William Charity, the 102-year-old former Alexandria taxi driver with a heavenly voice and gentle disposition, died in his sleep at the Regency Care of Arlington on Friday morning, June 15. Charity drove a cab in Alexandria for 52 years, served as a deacon at Ebenezer Baptist Church for decades and only last year stepped down from leading the men’s chorus at the church.
“We are absolutely at peace. There’s no sorrow. My father prepared us for this, and he was a God-fearing man. He left his house in order,” Michael Charity said of his father. “What did he teach me? With a name like Charity, you can’t embarrass it. You see? With an odd name like that you can’t hide. They know you’re a Charity and you carry it with you always.”
William Charity was born to Rozier and Maggie Charity in Upperville, Va., on March 13, 1916. He had 10 brothers and sisters and moved to Alexandria when he was four years old. His parents died shortly after his first marriage, and he raised four of his younger siblings with his wife, Ruth, who had five children — Beverly, Michael, Diane, Vicki and Rozier — with Charity, but died in 1965. Charity was also married to Adella Charity for over 30 years until her death.

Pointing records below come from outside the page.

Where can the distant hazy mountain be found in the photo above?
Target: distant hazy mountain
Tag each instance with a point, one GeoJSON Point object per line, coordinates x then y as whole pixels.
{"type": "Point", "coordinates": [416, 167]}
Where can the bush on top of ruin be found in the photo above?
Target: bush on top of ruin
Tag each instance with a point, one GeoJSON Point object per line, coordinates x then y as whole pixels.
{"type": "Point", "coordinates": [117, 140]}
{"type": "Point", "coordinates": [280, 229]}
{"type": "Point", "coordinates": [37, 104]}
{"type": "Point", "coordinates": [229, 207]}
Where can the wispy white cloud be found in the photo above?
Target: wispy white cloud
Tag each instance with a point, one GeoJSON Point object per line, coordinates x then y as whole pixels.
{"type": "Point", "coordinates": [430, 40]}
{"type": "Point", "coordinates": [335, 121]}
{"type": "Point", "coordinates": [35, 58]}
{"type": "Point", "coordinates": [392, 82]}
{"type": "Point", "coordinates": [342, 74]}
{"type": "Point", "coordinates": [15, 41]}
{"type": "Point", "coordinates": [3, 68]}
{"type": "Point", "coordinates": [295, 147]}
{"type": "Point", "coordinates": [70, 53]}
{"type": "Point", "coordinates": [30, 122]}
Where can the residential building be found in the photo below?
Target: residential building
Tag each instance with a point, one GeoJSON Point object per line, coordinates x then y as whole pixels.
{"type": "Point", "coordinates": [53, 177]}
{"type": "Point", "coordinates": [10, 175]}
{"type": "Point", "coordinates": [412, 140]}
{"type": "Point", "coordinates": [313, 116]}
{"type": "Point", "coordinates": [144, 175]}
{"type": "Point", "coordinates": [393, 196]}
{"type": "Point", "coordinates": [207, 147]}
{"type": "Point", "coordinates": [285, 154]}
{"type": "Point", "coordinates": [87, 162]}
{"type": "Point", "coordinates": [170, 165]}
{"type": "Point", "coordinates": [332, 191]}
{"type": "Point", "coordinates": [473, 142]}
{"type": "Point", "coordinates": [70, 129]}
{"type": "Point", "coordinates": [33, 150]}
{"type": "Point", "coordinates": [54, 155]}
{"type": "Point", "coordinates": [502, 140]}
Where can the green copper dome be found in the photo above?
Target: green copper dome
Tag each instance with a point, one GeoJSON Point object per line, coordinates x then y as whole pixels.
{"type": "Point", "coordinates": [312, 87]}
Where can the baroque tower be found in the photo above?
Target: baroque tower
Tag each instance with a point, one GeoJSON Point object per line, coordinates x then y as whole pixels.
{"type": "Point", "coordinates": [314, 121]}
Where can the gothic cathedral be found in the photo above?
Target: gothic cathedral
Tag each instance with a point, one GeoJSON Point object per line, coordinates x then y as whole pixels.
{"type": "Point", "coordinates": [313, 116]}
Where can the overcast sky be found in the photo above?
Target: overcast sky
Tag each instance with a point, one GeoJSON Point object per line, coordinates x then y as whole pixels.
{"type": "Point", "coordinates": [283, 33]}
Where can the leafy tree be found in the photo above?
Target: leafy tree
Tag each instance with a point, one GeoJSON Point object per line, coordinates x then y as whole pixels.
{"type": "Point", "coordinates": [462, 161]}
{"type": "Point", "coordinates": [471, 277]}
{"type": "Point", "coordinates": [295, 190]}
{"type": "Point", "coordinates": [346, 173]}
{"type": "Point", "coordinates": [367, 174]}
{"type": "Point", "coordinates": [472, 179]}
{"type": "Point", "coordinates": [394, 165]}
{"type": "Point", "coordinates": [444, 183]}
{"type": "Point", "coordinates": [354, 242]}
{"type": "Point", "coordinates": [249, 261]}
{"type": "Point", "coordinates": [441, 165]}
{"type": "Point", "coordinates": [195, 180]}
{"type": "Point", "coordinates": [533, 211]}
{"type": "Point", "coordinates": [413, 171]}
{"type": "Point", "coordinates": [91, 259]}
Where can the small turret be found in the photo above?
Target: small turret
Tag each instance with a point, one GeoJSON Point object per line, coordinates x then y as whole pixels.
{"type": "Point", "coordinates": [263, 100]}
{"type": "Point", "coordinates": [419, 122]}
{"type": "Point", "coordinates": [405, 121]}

"I’ve been very fortunate here in Alexandria,” Charity told the Gazette Packet last month. “Everybody knows me. I bet you can’t hit three people in the head that don’t know me. And nobody knows my first name. Everybody calls me Charity."
He also drove taxis through segregation for the Star Cab Company and All American Cab.
“In that way, he came in contact with a lot of predominantly black customers, the lawyers, the doctors, the preachers in the city, and some of these lawyers and judges and leaders now were little boys that used to drive in his cab,” Michael Charity said.
Former Alexandria Mayor Bill Euille was raised near Charity’s family on the north side of the city, and frequently rode with to the grocery store, school or the doctor’s office. As mayor, Euille issued city proclamations honoring Charity on his 90th, 95th and 100th birthdays.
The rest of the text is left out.